Learning is a human behavior. It gives birth to intelligence. When this intelligent behavior is simulated in machines, it’s known as Artificial Intelligence or AI. It includes but is not limited to acquisition of information, reaching conclusions, self-correction etc.
Machine Learning (ML) is generally seen as subset of artificial intelligence where machines learn from patterns and inferences in data to create/improve any statistical models. Based on its input, supporting environment and output for learning, ML can be categorized in different segments.
The different types of Machine Learning algorithms include Supervised Learning, Unsupervised Learning, and Reinforcement Learning. Let’s understand these terms one by one:
In Supervised Learning we have input data and reference output (working as supervisor) to learn from data or to find pattern in data. For example while we try to teach a child “how to identify character” we have an reference image/character to show him. The most common supervised learning algorithms are classification and regression.

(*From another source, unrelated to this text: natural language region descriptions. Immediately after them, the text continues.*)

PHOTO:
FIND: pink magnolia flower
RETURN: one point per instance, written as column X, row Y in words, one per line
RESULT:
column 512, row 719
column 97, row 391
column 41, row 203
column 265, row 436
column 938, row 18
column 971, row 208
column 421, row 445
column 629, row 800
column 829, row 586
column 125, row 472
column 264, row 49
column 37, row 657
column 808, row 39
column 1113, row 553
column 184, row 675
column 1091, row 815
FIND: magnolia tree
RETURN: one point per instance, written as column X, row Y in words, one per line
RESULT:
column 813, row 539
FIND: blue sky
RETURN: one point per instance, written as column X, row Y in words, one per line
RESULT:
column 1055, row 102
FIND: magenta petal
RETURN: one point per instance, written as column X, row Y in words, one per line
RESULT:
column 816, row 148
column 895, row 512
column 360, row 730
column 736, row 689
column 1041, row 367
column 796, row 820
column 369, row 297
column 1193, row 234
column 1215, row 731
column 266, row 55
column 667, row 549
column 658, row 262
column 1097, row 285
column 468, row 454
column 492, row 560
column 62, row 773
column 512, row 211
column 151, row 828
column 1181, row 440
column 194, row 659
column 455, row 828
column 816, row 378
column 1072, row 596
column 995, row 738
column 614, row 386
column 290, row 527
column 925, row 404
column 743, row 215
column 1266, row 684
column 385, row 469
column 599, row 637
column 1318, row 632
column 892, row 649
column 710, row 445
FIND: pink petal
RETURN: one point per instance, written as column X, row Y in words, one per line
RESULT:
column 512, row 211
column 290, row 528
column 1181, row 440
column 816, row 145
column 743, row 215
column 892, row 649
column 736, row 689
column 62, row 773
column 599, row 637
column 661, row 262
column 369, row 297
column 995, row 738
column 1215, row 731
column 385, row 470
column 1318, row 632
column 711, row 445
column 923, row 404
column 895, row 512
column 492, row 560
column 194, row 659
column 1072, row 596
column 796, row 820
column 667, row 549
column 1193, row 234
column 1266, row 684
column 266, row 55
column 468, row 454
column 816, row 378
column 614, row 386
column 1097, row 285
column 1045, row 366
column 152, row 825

In Unsupervised learning, we have no reference output (labeled data) to learn from data. The only thing we have is the data and we try to find patterns in data without any external reference or guidance. The unsupervised learning algorithms are used for clustering and anomaly detection in a large datasets.
The reinforcement Learning can be considered as special type of Supervised learning where we don’t have any direct output reference (labeled data) for learning but we do have punishment/reward for every learning outcome from our data which reinforces our learning behavior.